Mukdeeprom first set out to capture a shot from the tennis ball’s point of view, spinning as it’s propelled across the court, without visual effects, but none of the preproduction tests—including one in which the dolly crew sprinted as fast as possible to simulate the ball in motion—conveyed the elevated naturalism that he and Guadagnino were after. For the under-court shot, however, Mukdeeprom devises a transparent platform for the actors to stand on, placing the camera beneath it and positioning a horizon line to help orient viewers.
Late in the game, Challengers is dominated by stylised close-ups, including a long full-court zoom onto Zendaya’s face in the stands, staring impassively forward as spectators around her swivel left and right to follow the gameplay (a direct homage to Alfred Hitchcock’s Strangers on a Train), as well as a shallow-focus shot of Mike Faist towering over the camera, sweat drops landing on the lens.
To capture the actors at 2,000 frames a second for these standout shots, used to thrilling effect to convey the complexity of competitive tensions within and between the three leads during a three-set tennis match Guadagnino flew in a vintage film camera from Italy, to shoot in slow-motion. Mukdeeprom shot 1,000-foot rolls.

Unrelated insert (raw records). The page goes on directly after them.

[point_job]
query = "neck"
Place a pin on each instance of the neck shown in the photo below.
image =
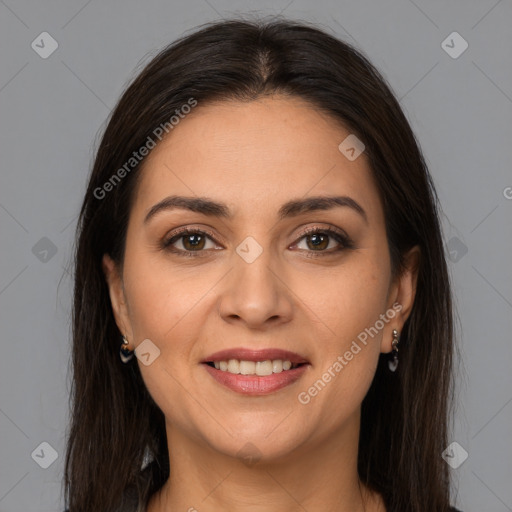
(315, 478)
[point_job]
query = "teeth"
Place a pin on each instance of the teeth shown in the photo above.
(260, 368)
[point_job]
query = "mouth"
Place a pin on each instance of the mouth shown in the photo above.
(259, 368)
(254, 372)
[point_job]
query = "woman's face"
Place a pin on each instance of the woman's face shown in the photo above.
(254, 279)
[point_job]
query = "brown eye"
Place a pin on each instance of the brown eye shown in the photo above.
(189, 241)
(320, 240)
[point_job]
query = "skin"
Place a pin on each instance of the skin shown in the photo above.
(255, 156)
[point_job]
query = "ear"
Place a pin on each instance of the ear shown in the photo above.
(117, 296)
(401, 297)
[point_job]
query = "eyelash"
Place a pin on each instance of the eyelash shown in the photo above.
(341, 237)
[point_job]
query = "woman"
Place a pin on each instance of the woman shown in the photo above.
(261, 227)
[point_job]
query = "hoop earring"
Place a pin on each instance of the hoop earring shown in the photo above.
(393, 363)
(125, 353)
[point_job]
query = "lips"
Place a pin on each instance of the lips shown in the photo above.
(255, 355)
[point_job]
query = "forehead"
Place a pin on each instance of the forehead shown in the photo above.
(250, 154)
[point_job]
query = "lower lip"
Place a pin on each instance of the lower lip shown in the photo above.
(254, 384)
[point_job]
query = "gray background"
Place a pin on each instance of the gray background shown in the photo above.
(53, 109)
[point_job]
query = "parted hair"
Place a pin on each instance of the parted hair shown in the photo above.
(114, 422)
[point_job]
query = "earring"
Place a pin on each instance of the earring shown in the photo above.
(124, 352)
(393, 363)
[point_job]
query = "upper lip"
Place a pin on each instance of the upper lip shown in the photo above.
(247, 354)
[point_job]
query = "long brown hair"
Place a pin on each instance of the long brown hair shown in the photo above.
(405, 415)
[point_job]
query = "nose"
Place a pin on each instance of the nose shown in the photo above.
(256, 295)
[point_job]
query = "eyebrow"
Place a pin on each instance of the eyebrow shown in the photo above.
(293, 208)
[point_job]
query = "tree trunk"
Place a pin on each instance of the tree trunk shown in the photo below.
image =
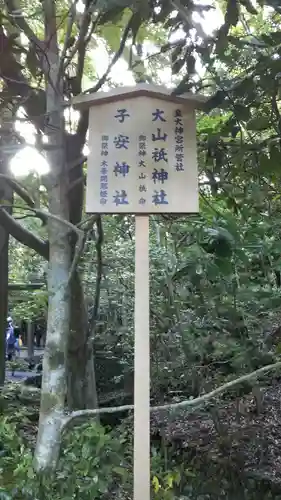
(6, 198)
(53, 392)
(4, 247)
(30, 340)
(81, 393)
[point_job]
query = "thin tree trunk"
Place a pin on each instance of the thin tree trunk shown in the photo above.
(54, 365)
(4, 247)
(81, 393)
(6, 197)
(30, 340)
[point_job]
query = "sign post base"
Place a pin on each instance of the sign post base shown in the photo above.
(142, 362)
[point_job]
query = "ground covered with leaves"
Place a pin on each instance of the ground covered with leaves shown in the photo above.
(231, 448)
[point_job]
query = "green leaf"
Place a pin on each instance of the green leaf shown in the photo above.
(249, 6)
(259, 123)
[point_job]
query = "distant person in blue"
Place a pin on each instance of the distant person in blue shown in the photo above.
(10, 339)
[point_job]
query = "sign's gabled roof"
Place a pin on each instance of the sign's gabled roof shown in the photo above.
(84, 101)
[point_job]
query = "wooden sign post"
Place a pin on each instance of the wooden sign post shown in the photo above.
(142, 161)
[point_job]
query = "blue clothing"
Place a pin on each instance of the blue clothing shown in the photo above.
(10, 336)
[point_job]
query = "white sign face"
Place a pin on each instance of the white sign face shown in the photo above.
(142, 158)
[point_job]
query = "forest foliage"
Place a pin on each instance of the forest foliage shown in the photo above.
(215, 276)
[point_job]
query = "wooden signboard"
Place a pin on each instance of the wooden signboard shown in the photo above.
(142, 160)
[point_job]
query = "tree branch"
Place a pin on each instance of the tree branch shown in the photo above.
(70, 22)
(17, 19)
(19, 189)
(190, 403)
(115, 58)
(99, 243)
(23, 235)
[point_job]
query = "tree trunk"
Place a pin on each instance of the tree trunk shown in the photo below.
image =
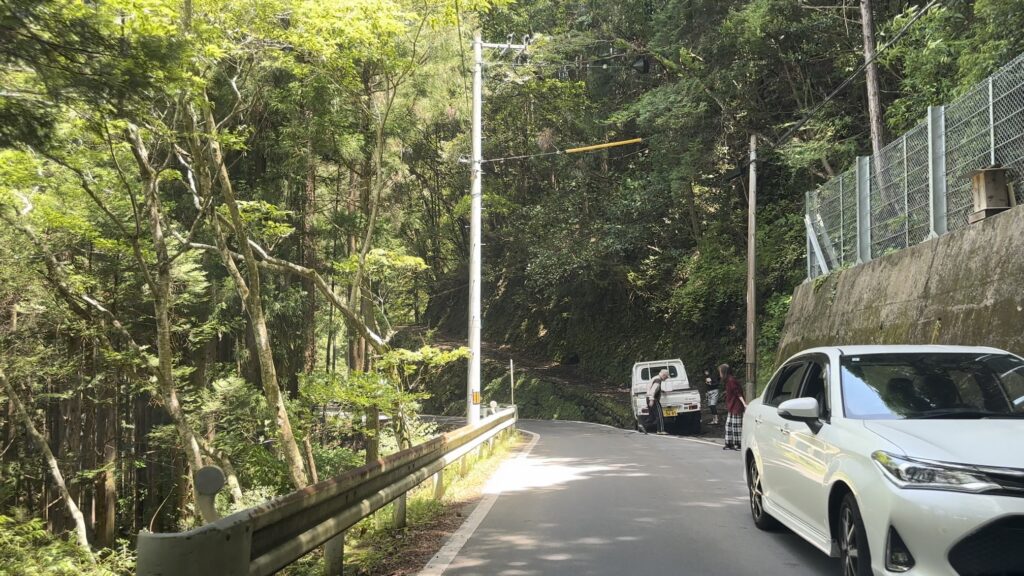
(51, 463)
(161, 287)
(873, 101)
(249, 289)
(309, 260)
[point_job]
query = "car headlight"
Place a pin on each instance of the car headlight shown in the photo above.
(927, 475)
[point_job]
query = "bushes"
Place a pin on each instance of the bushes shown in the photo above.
(27, 548)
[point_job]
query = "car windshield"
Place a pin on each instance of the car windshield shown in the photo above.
(649, 373)
(932, 385)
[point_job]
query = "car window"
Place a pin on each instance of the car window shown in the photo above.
(787, 383)
(816, 385)
(649, 373)
(932, 385)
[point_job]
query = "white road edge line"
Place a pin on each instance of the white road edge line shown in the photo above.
(440, 562)
(686, 438)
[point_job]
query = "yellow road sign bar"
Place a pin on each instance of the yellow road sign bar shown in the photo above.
(601, 146)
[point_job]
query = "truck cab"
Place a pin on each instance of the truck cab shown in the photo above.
(680, 403)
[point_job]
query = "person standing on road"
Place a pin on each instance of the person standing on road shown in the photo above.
(654, 400)
(711, 383)
(735, 405)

“To use a film camera for this was about the beauty of it, rather than necessity,” Mukdeeprom says. “Of course, we can — and it is a lot easier to — use high-speed digital, and I can assure that it is going to work very well, also. But Luca kept this idea.”
Mukdeeprom concedes it was “quite complicated for him” in the beginning, “but frankly” Guadagnino dictated his decisions. “I trust him to know what we are going to do,” he adds. “We’ve worked together for quite some time, so I know I can trust him, like you trust a friend or your family.”